坊ちゃん列車が走る松山市は、街全体が平坦で高い建物も少なく、車窓からも優しい風景が広がります。正岡子規と夏目漱石が暮らした俳句の街でもあり、至る所に自作の句を入れる俳句ポストがあります。そんな文学の香り高い松山市のニンジニアスタジアムで、9月10日、中国・四国パラ陸上競技大会が開催されました。愛媛県で開催されるのは初めて。
地元出身で今年7月のパリ世界パラ陸上競技選手権の走り幅跳びで4位に入賞した石山大樹さん(23歳、弱視)が出場するとあり、メディアも観客も多かったです。石山さん、新田高校時代は三段跳でインターハイに出場。

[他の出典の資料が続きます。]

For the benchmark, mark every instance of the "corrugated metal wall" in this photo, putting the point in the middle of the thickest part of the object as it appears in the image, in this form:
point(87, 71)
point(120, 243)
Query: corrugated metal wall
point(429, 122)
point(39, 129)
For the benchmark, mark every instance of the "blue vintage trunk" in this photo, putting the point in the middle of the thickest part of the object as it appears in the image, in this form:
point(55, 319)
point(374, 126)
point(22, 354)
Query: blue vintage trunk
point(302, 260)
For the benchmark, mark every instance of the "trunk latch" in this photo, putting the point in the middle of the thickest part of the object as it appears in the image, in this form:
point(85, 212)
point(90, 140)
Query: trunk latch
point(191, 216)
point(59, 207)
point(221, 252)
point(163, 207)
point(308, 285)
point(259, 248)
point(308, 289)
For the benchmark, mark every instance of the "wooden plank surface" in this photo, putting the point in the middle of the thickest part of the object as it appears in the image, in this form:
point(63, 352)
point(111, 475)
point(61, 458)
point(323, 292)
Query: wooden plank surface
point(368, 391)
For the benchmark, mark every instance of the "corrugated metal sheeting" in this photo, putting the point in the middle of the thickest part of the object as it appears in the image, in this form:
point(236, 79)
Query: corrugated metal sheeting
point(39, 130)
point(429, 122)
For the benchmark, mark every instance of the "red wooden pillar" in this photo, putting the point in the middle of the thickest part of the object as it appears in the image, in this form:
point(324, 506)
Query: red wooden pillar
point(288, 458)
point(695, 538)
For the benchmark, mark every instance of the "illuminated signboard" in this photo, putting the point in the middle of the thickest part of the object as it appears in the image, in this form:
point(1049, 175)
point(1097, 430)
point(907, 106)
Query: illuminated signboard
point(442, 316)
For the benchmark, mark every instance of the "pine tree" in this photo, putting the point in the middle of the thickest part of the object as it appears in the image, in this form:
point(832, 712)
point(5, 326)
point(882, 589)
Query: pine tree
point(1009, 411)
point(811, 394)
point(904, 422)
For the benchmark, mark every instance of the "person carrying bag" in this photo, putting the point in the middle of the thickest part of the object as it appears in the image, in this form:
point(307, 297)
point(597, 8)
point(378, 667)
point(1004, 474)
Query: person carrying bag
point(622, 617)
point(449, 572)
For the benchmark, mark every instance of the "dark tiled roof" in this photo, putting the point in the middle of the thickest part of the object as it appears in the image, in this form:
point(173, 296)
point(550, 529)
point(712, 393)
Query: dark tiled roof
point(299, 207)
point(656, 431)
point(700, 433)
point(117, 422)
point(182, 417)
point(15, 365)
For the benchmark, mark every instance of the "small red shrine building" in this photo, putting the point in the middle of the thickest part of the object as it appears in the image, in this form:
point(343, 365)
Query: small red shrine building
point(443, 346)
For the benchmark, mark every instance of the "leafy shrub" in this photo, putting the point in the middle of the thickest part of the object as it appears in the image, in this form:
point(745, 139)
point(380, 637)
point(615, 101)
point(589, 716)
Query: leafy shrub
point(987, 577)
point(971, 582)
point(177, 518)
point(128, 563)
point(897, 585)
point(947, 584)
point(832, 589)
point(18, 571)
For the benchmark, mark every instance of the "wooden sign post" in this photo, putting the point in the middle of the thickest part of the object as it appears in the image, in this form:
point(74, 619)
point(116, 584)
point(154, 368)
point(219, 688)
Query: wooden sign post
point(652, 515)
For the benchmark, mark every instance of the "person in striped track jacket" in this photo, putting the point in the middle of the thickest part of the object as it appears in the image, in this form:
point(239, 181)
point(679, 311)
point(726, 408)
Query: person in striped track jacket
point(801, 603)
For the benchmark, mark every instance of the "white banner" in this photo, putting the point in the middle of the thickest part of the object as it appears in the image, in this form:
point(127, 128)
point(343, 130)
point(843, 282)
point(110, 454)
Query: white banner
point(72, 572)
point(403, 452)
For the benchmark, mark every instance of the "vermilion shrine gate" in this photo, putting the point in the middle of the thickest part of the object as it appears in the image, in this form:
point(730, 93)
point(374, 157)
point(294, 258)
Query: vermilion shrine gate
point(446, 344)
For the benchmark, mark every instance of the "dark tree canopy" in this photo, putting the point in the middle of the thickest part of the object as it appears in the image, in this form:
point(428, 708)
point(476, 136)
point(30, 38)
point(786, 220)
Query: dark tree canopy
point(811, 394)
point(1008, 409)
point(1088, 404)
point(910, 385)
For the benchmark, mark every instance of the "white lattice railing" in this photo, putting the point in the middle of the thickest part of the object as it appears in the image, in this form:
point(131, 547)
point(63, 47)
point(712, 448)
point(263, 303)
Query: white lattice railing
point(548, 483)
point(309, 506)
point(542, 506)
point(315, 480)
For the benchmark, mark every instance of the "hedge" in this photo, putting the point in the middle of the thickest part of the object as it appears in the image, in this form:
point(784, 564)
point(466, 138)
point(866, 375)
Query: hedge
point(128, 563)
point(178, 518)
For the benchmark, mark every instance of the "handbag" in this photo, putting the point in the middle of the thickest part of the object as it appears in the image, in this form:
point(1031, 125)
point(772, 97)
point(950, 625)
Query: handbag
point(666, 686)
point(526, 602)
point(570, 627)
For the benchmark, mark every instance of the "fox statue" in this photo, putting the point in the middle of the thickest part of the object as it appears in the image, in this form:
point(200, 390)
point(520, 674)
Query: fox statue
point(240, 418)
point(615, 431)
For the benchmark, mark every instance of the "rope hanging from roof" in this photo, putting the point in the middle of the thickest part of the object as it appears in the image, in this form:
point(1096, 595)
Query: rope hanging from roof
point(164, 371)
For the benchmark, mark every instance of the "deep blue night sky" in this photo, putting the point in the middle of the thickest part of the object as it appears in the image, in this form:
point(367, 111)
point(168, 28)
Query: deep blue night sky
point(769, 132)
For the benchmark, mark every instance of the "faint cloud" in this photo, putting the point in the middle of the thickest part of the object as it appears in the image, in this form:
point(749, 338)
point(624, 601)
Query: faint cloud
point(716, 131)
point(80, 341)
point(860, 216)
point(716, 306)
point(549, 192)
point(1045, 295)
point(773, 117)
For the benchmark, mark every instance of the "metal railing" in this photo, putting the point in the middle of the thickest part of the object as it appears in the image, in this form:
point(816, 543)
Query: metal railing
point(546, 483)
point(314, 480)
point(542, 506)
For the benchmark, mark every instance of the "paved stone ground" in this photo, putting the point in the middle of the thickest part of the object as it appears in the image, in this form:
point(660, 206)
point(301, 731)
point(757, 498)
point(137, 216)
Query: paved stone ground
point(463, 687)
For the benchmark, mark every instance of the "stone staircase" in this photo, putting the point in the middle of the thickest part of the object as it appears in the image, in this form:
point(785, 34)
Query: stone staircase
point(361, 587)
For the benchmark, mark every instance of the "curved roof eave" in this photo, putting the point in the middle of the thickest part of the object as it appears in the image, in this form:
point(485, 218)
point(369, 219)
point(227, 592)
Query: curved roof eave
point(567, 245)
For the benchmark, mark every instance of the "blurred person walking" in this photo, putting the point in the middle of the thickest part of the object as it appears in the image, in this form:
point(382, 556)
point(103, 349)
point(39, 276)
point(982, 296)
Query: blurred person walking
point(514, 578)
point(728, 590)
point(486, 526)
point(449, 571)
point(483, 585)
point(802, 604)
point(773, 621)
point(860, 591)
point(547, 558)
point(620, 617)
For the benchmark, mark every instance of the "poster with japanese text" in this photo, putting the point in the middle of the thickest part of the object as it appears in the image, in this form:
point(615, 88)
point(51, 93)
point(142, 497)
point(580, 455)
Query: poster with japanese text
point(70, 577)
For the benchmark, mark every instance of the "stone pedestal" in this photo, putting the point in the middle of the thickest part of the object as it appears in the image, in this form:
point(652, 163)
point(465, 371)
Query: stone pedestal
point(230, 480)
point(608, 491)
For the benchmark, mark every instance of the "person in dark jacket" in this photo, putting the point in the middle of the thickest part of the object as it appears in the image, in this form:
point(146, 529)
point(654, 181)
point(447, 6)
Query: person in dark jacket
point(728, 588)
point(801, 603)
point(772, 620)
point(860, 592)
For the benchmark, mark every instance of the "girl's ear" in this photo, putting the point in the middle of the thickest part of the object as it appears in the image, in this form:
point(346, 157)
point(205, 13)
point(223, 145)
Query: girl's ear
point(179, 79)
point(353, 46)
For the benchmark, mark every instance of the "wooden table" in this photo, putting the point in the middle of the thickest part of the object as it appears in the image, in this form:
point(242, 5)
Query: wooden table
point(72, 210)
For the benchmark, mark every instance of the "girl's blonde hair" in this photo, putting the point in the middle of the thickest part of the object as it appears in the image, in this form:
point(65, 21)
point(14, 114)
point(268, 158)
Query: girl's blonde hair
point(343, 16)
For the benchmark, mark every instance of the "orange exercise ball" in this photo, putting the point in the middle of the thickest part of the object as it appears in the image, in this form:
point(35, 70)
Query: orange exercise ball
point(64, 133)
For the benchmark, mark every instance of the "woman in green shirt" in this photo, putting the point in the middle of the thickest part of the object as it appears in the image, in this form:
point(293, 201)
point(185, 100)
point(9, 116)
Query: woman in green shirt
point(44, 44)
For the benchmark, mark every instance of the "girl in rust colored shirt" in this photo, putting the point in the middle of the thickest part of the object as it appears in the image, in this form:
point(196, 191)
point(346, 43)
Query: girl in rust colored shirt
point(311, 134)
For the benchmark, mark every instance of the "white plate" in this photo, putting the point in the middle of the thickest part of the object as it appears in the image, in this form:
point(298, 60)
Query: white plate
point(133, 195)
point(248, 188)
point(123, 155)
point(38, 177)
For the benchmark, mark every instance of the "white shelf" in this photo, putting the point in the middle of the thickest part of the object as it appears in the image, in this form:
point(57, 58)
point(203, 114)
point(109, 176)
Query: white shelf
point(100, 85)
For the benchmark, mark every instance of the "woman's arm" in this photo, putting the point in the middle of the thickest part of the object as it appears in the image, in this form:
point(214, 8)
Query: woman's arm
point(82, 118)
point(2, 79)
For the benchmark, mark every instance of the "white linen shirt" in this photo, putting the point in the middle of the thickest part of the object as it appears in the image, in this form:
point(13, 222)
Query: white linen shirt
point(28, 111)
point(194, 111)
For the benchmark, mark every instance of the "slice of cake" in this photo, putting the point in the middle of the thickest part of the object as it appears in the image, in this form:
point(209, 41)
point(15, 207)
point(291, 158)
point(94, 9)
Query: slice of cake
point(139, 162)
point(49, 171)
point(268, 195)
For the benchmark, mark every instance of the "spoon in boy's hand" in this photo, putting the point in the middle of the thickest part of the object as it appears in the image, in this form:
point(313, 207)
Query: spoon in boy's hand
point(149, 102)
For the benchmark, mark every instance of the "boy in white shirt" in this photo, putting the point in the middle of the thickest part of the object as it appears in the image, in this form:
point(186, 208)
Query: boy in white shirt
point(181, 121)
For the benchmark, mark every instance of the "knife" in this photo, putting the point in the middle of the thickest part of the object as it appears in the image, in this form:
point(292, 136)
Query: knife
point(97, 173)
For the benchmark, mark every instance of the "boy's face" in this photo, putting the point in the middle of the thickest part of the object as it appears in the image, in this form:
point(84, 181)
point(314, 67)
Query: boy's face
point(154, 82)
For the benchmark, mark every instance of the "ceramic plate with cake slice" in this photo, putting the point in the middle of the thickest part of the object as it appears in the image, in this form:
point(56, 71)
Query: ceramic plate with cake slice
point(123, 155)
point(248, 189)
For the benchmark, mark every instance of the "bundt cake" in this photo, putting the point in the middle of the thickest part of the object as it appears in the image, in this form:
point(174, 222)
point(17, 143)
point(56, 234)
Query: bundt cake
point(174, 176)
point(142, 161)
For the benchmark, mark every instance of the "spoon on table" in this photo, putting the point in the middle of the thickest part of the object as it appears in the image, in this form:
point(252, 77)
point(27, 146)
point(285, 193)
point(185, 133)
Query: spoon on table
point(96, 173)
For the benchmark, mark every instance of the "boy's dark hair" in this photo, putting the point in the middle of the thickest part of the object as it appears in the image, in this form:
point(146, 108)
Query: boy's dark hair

高校在学中、網膜色素変性症を発症し徐々に視力が落ち、パラ陸上の世界に入りました。現在は順天堂大学大学院で学びながらがんばる文武両道の選手。スター性があります。
この日、新田高校時代の陸上部の恩師水口剛先生が運営に携わり、石山さんと親睦を深めていました。驚いたのは、愛媛陸上競技協会の方々に混じり、松山東高校や新田高校など地元の高校7校がボランティアで参加してくれたことです。皆さん陸上部で、パラの選手をサポートするなか「車いすの選手が自分で車を運転してきて、車いすを手際よく出して競技して、また1人で帰っていく。カッコイイですね」と松山東高校の生徒が話しました。選手にとっても生徒にとってもお互いが高め合えるいい時間だったようです。
この日は世界自殺予防デーで、午後は「愛媛いのちの電話」主催の講演会でお話を。大会のことを伝えながら「誰もが誰かの伴走者ですね」と言うと拍手を頂きました。命を守る大変なお仕事をしている皆さんに、私も一句。「青みかん優しい風で色づけり」。